But violence continued unabated in the territories Wednesday. One Palestinian died and at least six were injured when the Israel Defense Force acted to break up a riot in the Nur esh Shams refugee camp, near Tulkarm in the West Bank.

The fatality was identified as a man in his early 60s, who reportedly suffocated from tear gas fired at the rioters. The riots began when local residents tried to dismantle a fence the IDF erected along the main road to prevent stone-throwing at Jewish vehicles. The riots spread to Tulkarm.

A curfew was imposed on the Jalazoun refugee camp near Ramallah after violent demonstrations.

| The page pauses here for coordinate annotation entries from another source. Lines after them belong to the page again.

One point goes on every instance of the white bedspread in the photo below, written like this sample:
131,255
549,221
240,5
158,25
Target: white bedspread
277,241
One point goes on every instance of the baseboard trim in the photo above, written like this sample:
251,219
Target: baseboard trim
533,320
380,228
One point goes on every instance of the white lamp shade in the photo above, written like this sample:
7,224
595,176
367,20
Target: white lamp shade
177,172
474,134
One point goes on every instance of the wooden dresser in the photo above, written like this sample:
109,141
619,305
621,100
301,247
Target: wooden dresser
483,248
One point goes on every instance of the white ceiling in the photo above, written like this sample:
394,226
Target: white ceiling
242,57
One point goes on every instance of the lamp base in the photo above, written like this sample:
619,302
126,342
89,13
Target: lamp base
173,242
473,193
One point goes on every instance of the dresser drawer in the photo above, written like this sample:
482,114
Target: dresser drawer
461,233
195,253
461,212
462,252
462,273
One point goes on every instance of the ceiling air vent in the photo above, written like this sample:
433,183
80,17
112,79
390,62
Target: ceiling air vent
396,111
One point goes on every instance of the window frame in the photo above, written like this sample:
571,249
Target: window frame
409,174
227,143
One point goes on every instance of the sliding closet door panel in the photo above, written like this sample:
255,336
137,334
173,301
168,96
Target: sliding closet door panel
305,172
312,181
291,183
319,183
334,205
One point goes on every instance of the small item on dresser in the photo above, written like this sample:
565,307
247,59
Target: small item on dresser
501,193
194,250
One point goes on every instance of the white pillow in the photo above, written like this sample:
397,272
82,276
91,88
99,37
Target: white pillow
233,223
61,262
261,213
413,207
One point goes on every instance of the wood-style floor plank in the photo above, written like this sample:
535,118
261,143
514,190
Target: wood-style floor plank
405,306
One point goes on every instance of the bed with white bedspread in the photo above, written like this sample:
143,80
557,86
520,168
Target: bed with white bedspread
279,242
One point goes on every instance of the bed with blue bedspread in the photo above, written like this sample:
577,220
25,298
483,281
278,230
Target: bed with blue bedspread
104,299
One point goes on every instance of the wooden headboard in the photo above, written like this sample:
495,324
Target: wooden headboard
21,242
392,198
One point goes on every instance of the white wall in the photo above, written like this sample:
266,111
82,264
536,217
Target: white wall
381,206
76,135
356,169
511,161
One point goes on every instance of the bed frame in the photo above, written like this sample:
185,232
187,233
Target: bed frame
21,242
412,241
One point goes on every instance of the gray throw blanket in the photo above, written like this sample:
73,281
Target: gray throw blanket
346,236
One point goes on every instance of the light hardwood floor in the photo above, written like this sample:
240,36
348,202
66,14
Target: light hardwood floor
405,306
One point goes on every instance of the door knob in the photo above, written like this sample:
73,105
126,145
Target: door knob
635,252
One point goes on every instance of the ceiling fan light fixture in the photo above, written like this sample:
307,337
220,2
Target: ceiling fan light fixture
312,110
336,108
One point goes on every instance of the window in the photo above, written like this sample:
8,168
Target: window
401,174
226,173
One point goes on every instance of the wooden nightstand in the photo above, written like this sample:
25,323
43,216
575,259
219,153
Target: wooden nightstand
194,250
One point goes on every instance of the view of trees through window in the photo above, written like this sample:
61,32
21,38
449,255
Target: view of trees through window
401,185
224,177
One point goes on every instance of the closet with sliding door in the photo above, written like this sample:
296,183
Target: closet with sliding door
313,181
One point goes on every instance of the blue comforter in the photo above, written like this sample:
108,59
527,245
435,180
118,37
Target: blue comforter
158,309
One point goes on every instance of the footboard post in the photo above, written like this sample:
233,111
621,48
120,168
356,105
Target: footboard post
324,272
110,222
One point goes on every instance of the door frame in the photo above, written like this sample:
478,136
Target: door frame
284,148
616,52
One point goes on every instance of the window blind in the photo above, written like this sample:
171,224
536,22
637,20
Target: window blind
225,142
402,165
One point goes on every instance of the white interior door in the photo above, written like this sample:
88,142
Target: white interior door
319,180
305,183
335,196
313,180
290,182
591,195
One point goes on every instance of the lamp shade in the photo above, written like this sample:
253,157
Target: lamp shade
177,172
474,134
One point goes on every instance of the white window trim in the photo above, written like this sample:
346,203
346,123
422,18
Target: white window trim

Curfews also were clamped on refugee camps in the Gaza Strip, after rioting broke out Wednesday. The entire territory was placed under a 24-hour general curfew Sunday and Monday.

Israeli sources claimed that as a result, there were fewer robberies and fewer complaints that nationalist activists were intimidating Arab laborers going to their jobs in Israel.

Israel, meanwhile, is resorting increasingly to punitive sanctions against Palestinians who are in the second day of a total general strike in the West Bank. Last week they cut off gasoline supplies to the territories, barred visitors from Jordan, halted export licenses and tightened road checks on cars traveling from the West Bank to the Gaza Strip.

The authorities said the cutoff of overseas telephone connections was a way to prevent instructions from the Palestine Liberation Organization abroad reaching Palestinian activists in the territories.

Meanwhile, the IDF is investigating the possibility that a young Palestinian, Arafat Abdul Aziz Hayouh of the West Bank village of Ein Yabrud, was killed by Jewish settlers.

His body was found in the nearby village of Deir Jarir, near the settlement of Ofra. According to military sources, he was killed by an Uzi machine gun, a weapon used by Jewish settlers. There have been no arrests.